Swimmers assessed across varied age levels of competition
The discrepancy of the role of laxity for swimmers across varied age levels may be related to the wide spread of ages represented in these studies. It is possible that younger swimmers may struggle more with laxity as noted in the youth and adolescent age levels,1,8,24 while older swimmers may not have as much trouble due to the glenohumeral joint becoming less lax with aging. A clinical inference from this could be that youth and adolescent swimmers would benefit from performing band stability exercises, while older swimmers might benefit more from stretching.

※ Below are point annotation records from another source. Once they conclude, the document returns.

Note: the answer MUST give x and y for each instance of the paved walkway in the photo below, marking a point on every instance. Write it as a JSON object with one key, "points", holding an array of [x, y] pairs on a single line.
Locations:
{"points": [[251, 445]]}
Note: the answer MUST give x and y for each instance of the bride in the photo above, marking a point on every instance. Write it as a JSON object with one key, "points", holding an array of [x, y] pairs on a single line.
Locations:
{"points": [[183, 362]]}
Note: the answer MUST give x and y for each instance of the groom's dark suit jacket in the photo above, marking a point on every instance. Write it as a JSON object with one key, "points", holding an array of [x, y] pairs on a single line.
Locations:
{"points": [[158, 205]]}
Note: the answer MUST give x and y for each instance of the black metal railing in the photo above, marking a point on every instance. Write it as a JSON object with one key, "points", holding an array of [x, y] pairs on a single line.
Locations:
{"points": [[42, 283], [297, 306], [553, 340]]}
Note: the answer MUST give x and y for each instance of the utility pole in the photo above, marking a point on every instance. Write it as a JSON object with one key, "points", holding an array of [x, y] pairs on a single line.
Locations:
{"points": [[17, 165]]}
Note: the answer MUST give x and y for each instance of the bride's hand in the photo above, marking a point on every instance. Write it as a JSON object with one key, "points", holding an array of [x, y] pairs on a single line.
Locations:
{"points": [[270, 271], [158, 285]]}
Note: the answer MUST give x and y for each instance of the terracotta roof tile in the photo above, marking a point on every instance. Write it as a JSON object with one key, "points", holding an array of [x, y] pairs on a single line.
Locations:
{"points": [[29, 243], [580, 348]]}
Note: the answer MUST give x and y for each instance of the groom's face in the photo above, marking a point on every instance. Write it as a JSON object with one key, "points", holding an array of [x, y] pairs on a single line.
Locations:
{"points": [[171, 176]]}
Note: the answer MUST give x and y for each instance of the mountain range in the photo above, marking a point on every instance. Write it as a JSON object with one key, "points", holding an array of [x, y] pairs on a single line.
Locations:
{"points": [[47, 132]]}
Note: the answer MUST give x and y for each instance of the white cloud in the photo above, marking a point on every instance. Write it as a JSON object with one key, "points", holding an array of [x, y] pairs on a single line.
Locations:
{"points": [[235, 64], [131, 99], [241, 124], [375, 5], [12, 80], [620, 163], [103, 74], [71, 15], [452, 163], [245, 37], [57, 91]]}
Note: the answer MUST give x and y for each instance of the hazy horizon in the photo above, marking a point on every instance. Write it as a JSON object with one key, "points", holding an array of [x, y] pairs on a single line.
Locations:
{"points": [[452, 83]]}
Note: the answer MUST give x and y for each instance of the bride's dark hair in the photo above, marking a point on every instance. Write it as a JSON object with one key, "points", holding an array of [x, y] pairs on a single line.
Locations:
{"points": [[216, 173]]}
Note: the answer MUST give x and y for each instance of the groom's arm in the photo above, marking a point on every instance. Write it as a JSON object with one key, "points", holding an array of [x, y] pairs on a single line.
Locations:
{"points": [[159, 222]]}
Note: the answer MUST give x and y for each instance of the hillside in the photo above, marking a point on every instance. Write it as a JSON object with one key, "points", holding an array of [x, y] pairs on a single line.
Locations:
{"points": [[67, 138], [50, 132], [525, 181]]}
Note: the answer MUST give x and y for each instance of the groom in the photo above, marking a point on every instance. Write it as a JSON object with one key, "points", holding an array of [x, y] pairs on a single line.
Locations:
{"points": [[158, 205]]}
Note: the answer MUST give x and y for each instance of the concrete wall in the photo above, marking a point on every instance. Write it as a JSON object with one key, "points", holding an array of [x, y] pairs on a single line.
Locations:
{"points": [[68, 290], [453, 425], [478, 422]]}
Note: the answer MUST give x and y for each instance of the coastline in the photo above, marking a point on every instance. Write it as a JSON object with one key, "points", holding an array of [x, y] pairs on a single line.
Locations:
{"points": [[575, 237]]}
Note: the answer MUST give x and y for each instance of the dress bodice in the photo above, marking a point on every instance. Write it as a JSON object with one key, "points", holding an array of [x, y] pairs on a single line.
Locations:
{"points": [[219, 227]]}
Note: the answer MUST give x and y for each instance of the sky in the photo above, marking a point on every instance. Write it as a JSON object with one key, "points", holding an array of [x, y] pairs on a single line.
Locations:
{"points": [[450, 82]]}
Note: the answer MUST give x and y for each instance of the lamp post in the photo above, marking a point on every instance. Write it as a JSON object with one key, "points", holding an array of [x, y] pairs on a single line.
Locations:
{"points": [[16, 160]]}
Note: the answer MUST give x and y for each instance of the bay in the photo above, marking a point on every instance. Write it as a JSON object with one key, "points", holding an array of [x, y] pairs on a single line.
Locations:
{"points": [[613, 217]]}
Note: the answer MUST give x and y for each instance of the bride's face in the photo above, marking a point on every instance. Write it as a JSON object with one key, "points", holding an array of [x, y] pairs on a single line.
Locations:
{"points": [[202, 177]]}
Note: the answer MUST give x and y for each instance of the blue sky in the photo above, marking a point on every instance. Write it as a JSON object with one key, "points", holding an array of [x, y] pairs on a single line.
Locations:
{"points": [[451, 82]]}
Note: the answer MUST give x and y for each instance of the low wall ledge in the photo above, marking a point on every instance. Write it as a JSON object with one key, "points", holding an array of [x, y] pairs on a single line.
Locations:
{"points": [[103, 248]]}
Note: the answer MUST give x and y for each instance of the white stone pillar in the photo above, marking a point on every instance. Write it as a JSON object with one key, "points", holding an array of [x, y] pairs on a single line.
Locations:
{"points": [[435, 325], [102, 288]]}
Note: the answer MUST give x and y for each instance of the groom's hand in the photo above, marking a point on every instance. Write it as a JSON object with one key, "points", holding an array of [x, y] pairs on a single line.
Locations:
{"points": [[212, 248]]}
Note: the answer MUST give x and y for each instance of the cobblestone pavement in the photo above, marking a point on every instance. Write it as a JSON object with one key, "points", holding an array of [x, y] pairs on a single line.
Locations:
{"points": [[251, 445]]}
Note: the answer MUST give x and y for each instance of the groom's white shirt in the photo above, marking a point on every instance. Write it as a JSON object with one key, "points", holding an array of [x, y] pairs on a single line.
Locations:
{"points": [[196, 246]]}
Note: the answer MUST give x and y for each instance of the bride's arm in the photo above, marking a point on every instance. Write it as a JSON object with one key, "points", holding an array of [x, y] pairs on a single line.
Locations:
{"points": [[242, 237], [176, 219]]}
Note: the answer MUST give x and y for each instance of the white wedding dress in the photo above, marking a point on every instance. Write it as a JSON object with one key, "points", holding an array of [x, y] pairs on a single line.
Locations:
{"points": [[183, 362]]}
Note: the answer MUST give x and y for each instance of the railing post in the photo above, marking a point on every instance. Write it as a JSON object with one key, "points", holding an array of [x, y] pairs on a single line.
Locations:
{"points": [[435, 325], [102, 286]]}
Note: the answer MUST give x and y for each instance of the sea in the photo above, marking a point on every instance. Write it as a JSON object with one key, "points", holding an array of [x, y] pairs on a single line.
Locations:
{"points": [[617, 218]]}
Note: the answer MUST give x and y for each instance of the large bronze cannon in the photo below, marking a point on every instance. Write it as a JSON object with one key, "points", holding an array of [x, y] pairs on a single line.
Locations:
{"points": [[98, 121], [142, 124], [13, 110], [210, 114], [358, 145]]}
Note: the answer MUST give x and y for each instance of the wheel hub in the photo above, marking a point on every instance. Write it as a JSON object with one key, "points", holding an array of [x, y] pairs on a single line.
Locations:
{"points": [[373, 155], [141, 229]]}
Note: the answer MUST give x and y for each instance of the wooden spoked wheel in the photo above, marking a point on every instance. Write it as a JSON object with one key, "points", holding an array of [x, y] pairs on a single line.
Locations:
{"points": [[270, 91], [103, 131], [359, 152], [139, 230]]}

A recent systematic review assessed the association of symptom development with objective measures in all regions of the body in elite swimmers, however there was no delineation of age or competition level in that review.48 The authors reported on 17 studies for the upper extremity with similar scores on the MINORs risk of bias assessment to findings in this review which reflect overall moderate levels of evidence. Similar conclusions are reported regarding insufficient evidence regarding scapular static and dynamic positioning on the influence of shoulder pain, and those authors relate the lack of conclusive evidence to the diverse methods of assessing scapular position. The ecc ER:con IR ratio was also supported by moderate evidence in the recent systematic review with one study reporting that a ratio of >1.08 is associated with injury risk24; however, this cut point has not been validated in any prospective studies.
Limitations
Limitations of this systematic review include that only studies in English were included which may have resulted in studies having been excluded. Also, the heterogeneity of data collection methods precluded data pooling in meta-analysis. However, the rigorous method of synthesizing evidence based on the quality of studies allows for meaningful conclusions regarding objective tests for the varied age levels of competition.
Conclusion
Objective tests and measures have been identified which are related to the development of shoulder pain in swimmers of distinct age/competition levels. These clinical tests may prove helpful to assist providers in considering interventions which may prevent the development of shoulder pain. Further research is needed to assess the validity of identified test cut points, and to add to the data pool for the masters level swimmer.
Conflicts of Interest
The Authors report no conflicts of interest.